It's a bird, it's a plane, it's a film that's fun for everyone
In May 1974, at 5:30 in the afternoon, cocktail time at the Cannes Film Festival, an airplane flew over the strip of beach trailing a long banner announcing a new movie called Superman. In May
1975, three planes flew along the beach, and the announcement was repeated. In
1976, same time, same place, same messagebut now there were five planes, two helicopters and one blimp buzzing above the overpriced
sand, and in the water opposite the Carlton Hotel, where the big-money deals are made, bobbed a flotilla of eight boats, each with a different letter painted on its sail: SUPERMAN. By
1977, the Superman squadron had become something of a joke, and by
1978, it was a tradition, like topless starlets and surly
waiters. Whatever else he was, this Superman was obviously not faster than a speeding bullet.
What May 1979 will bring is hard to say, because now, 4½ years after he was announced, Superman is finally arriving.
By May there probably won't be a kid on the block or rue or Strasse who has not seen him soar at least once. Not since Star Wars, the alltime champ, has there been such an entertaining movie for children of all ages. It has a few flaws, but Superman is nonetheless two hours and 15 minutes of pure fun, fancy and adventure.
It has, moreover, one very special special effect: human flying. In Star Wars, audiences wanted to see space flights and talking robots. In Close Encounters of the Third Kind, they wanted to find out what flying saucers and extraterrestrial beings might look like. In Superman, they will want to see if modern movie technology can make a man fly convincingly. "The film stands or falls on whether the characters appear to fly," says Terence Stamp, who plays the villainous General Zod. "If they do, the picture is a success." By Stamp's definition, at any rate, the movie will be a smash.
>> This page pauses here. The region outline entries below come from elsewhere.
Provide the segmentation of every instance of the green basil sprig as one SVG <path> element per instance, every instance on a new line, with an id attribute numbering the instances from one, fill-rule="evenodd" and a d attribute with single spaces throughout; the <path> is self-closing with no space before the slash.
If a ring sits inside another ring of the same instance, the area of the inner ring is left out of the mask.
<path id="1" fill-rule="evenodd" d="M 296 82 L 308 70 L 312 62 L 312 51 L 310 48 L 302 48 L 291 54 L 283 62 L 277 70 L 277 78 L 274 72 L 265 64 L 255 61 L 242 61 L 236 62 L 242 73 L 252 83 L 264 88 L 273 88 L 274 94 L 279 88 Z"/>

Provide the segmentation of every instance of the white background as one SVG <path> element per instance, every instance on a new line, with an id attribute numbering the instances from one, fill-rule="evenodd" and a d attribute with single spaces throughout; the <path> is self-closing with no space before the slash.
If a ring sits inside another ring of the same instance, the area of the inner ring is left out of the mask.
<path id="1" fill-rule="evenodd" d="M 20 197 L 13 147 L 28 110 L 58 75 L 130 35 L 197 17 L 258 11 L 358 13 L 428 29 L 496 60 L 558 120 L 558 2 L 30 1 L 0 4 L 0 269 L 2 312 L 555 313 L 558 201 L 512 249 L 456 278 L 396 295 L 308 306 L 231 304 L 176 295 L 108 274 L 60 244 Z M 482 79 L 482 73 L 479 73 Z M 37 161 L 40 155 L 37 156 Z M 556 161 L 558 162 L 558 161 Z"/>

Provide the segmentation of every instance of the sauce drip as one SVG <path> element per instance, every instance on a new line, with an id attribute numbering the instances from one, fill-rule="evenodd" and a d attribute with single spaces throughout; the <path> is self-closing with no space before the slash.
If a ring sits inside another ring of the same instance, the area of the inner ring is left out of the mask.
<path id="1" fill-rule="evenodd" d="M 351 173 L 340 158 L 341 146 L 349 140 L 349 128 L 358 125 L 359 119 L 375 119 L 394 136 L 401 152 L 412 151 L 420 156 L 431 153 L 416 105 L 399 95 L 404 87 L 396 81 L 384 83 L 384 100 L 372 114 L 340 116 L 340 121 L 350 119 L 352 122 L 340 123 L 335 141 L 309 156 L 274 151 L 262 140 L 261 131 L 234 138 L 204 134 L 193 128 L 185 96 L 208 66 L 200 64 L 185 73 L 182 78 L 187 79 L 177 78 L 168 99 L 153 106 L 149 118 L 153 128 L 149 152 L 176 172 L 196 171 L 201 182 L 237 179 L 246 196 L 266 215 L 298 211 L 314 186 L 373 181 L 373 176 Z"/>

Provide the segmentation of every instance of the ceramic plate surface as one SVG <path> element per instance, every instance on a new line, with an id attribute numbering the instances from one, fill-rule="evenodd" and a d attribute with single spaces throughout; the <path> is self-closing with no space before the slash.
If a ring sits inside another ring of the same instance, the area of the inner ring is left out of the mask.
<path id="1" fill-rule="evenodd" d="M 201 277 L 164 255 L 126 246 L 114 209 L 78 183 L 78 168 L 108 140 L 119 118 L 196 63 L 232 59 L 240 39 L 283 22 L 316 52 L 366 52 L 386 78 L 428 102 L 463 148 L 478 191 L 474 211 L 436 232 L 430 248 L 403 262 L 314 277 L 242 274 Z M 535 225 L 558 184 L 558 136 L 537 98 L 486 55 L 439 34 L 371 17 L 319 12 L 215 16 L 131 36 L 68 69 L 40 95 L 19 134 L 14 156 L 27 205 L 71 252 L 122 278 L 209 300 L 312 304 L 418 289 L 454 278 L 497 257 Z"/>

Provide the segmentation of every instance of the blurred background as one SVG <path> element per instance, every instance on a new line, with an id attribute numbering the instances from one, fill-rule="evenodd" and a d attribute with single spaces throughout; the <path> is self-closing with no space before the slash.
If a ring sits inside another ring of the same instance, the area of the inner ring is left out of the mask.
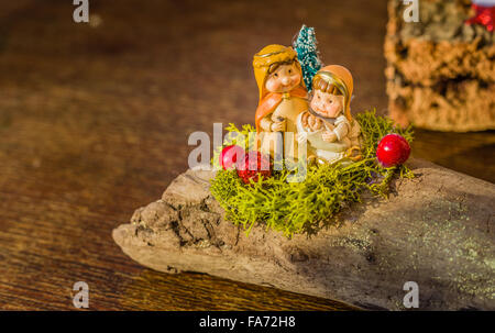
<path id="1" fill-rule="evenodd" d="M 125 257 L 111 230 L 187 169 L 188 135 L 253 123 L 252 56 L 316 29 L 354 75 L 353 112 L 387 114 L 386 1 L 90 0 L 0 4 L 0 309 L 344 309 Z M 494 132 L 416 131 L 415 157 L 495 181 Z"/>

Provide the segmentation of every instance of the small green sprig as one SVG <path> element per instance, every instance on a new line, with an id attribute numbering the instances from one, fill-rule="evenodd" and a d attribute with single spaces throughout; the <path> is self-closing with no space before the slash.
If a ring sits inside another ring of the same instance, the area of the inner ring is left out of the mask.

Superman not only flies better and faster than any bird or plane, but he does aerial acrobatics that would cause an eagle to fasten its seat belt.
Superman will almost certainly be this year's big Christmas movie.
There will be a gala opening in Washington on Dec. 10, followed by a royal premiere in London on Dec. 13. The film will then open in 700 theaters in most of the English-speaking world, and the rest of the globe will wait until early next year. "It's a kids' movie that adults will go to that kids will like," is the rather convoluted way that Director Richard Donner, 48, explains Superman's appeal. "No," says Producer Ilya Salkind, 31, who often disagrees with Donner. "It's an adult picture that kids will see." No, again, says Co-Producer Pierre Spengler, also 31, who sometimes disputes
Salkind and almost always disputes Donner. "It's a kids' movie made for adults."